Écrivain, rédacteur en chef de "Fraternité Matin", Côte-d'Ivoire
|
Tiraillée entre démocratie et dictature, libéralisme et socialisme, élections, coups d’Etat et révolution, nationalisme exacerbé et sécession, famine et recherche d’une autosuffisance alimentaire, islam et christianisme, tradition et modernisme, fermeture sur soi et ouverture au reste du monde, le moins que l’on puisse dire est que l’Afrique se cherche. Politiquement, économiquement, spirituellement. Et tout cela donne du continent africain une image de grand désordre. Le nord est secoué depuis le printemps dernier par des révolutions plus ou moins sanglantes, tandis qu’au sud les élections se déroulent rarement sans leur dose de violence, comme mon pays la Côte d’Ivoire, de même que le Nigeria et la Guinée en ont donné l’exemple récemment. Tout comme risquent de nous en donner encore le Cameroun, le Sénégal et la République Démocratique du Congo bientôt.

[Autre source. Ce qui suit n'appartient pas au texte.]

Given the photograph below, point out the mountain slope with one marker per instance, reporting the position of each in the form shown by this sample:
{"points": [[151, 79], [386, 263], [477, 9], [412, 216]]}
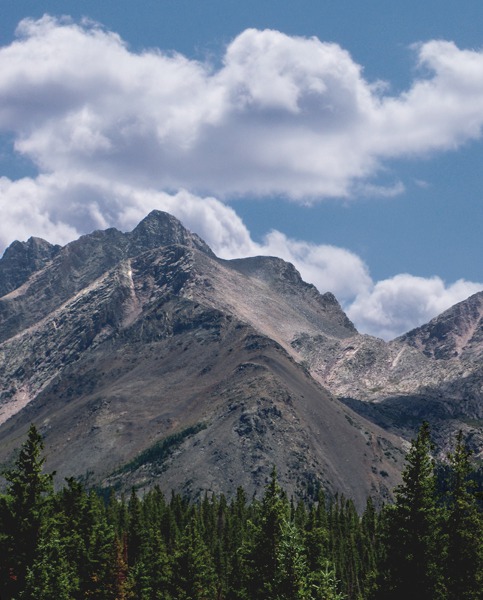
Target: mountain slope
{"points": [[123, 340]]}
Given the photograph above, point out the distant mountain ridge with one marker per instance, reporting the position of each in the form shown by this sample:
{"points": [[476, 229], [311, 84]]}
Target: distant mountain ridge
{"points": [[117, 341]]}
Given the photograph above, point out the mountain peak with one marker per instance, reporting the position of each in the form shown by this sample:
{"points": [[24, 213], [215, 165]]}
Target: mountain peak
{"points": [[159, 228], [451, 333], [21, 259]]}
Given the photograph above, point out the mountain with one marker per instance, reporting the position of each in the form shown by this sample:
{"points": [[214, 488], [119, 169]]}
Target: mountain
{"points": [[143, 358], [433, 373]]}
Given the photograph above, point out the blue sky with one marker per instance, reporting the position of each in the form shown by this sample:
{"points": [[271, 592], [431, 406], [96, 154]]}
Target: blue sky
{"points": [[343, 136]]}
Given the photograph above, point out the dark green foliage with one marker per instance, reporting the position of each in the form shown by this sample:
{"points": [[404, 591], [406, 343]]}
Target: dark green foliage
{"points": [[463, 527], [412, 530], [83, 545], [21, 512]]}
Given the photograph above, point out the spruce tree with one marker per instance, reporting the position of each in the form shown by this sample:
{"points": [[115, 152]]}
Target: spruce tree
{"points": [[22, 511], [411, 567], [464, 529]]}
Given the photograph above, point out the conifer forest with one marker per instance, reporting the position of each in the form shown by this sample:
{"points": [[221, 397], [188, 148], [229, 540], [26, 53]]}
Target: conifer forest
{"points": [[72, 542]]}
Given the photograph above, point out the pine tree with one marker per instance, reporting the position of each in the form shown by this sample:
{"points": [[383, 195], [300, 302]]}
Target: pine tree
{"points": [[464, 529], [22, 511], [194, 575], [411, 567], [51, 575], [262, 555]]}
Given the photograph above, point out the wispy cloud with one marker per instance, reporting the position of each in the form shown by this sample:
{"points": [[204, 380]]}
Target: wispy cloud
{"points": [[113, 134]]}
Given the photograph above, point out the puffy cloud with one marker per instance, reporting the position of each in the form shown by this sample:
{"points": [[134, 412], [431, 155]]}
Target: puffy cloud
{"points": [[394, 306], [114, 134], [286, 115]]}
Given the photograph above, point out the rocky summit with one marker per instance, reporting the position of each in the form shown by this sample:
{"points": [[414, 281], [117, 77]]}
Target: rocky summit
{"points": [[144, 359]]}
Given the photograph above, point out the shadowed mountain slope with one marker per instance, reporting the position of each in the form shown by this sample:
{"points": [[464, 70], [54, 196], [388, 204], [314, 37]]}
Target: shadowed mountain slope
{"points": [[143, 358], [124, 341]]}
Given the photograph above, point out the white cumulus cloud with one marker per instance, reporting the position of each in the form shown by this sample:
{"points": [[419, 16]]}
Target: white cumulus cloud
{"points": [[113, 134]]}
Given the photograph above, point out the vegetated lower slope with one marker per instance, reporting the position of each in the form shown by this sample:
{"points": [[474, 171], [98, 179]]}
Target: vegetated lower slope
{"points": [[432, 373], [123, 340]]}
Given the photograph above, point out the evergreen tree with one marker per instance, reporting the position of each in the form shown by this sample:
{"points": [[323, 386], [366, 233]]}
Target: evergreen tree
{"points": [[22, 511], [51, 576], [262, 554], [464, 529], [193, 571], [411, 567]]}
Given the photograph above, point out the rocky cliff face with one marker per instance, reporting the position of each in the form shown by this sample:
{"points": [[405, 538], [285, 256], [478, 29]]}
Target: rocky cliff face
{"points": [[120, 345], [432, 373]]}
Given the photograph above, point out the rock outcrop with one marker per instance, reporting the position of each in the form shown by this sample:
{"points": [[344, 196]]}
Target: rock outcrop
{"points": [[120, 344]]}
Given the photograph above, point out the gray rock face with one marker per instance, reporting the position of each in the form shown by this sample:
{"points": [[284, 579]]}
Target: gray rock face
{"points": [[433, 373], [21, 259], [117, 341]]}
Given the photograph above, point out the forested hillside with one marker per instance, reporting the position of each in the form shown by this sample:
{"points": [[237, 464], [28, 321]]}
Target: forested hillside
{"points": [[74, 544]]}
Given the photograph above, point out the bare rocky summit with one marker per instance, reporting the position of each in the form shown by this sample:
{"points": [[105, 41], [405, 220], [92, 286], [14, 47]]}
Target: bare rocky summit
{"points": [[143, 358]]}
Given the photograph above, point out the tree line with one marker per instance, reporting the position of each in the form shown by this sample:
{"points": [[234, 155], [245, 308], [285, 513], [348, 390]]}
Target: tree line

En ce moment même, des milliers d’enfants, de femmes et d’hommes, pris en otage par des hommes en armes, meurent de faim en Somalie, pendant que les bateaux qui passent au large de ce pays sont pris d’assaut par des pirates. Des bombes explosent régulièrement au Nigeria, pendant que les différentes communautés s’entretuent à intervalle régulier au centre du pays. D’autres bombes ont également explosé l’année dernière en Ouganda, pendant que des enfants y sont enlevés et contraints de commettre les pires atrocités. Des occidentaux sont régulièrement enlevés ou victimes d’attentats en Mauritanie, au Mali au Niger, parfois égorgés. Le Soudan vient de se scinder en deux après une longue et dévastatrice guerre. Pendant ce temps le sida, le paludisme, le choléra, la poliomyélite et toutes sortes de maladies inconnues ailleurs dans le monde continuent de faire des ravages au sein des populations.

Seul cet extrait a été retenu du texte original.